State Auditor Beth Wood’s office has found the town of Gaston is at significant risk for fraud and accounting errors, which could go undetected due to sloppy recordkeeping. A lack of oversight allowed questionable financial decisions by a former town clerk, examiners said.
The audit for the 2019-20 budget year is now more than six months overdue. The town has submitted audits late each of the past five years. Gaston, with a population of about 1,000, is in Northampton County.
The auditor’s office began investigating Gaston after receiving nine complaints through a hotline. The report said “substantial … resources were required to investigate the nine allegations received due to the lack of accounting records maintained by the town.”
Most problems tied back to alleged actions of a former town clerk. The report does not name the clerk. The town secretary confirmed to Carolina Journal that the clerk was Angela Easter.
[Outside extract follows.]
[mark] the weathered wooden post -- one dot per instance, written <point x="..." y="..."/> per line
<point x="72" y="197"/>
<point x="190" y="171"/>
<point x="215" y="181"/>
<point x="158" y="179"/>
Examiners said the clerk “abused her position” to issue unauthorized loans to herself and other employees for $39,072, received $4,400 in unallowed vacation pay, and commingled her personal money with town funds.
The auditor’s report says the clerk issued several unauthorized loans, including $11,244 to herself and $13,772 to a former police sergeant, in violation of town policy. The loan balances weren’t tracked and were not recorded in the town’s accounting system, according to examiners.
In all, $39,072 was not available for town business because it was tied up in outstanding loans. The report quotes a former police chief who complained he couldn’t get an adequate patrol car due to the town’s finances.
The report noted that once the board was notified of the loans, board members required them to be paid back.
The commissioner (not named in the report) responsible for reviewing and approving checks told auditors he didn’t pay close attention to what he was signing.
“See, the clerk’s already reviewed everything … and then all I do is co-sign,” he said. “It’s just in a stack of checks I’m signing. I might’ve missed — I might’ve missed those, might not have looked over it that good. Like yourself, I’m trying to get back out and go do my job. Sign what they got to do and get out.”
While recommending the clerk’s termination and calling for a deeper forensic audit, Wood’s office said the Gaston Board of Commissioners should increase oversight and monitoring over town functions “to ensure any actions taken are in the best interest of the town residents.”
In some cases, checks were pre-signed by the commissioner before they were filled out, auditors found.
The now-former clerk told auditors that because her bank was in Virginia, with no local branch, she regularly deposited child support payments into Gaston’s bank account and wrote herself checks to cover the deposited funds. Occasionally, she wrote checks to herself greater than the amount of the deposits and treated the excess amounts as employee loans, auditors said.
Town attorney Geoffrey Davis, in a letter of response to the audit, concurred with the findings.
“While [the clerk] bears responsibility for these actions, they would have been caught much earlier had the town board exercised stricter oversight of [the] actions, and in some cases might not have ever taken place,” he wrote.
Davis said that Gaston recently swore in a new town clerk and wrote, “I hope that this process will help to illustrate to our new clerk how to ensure best practices when she is dealing with town money.”
Police Chief C.L. Dixon recently said that the matter has been turned over to the State Bureau of Investigation, which will conduct a forensic audit.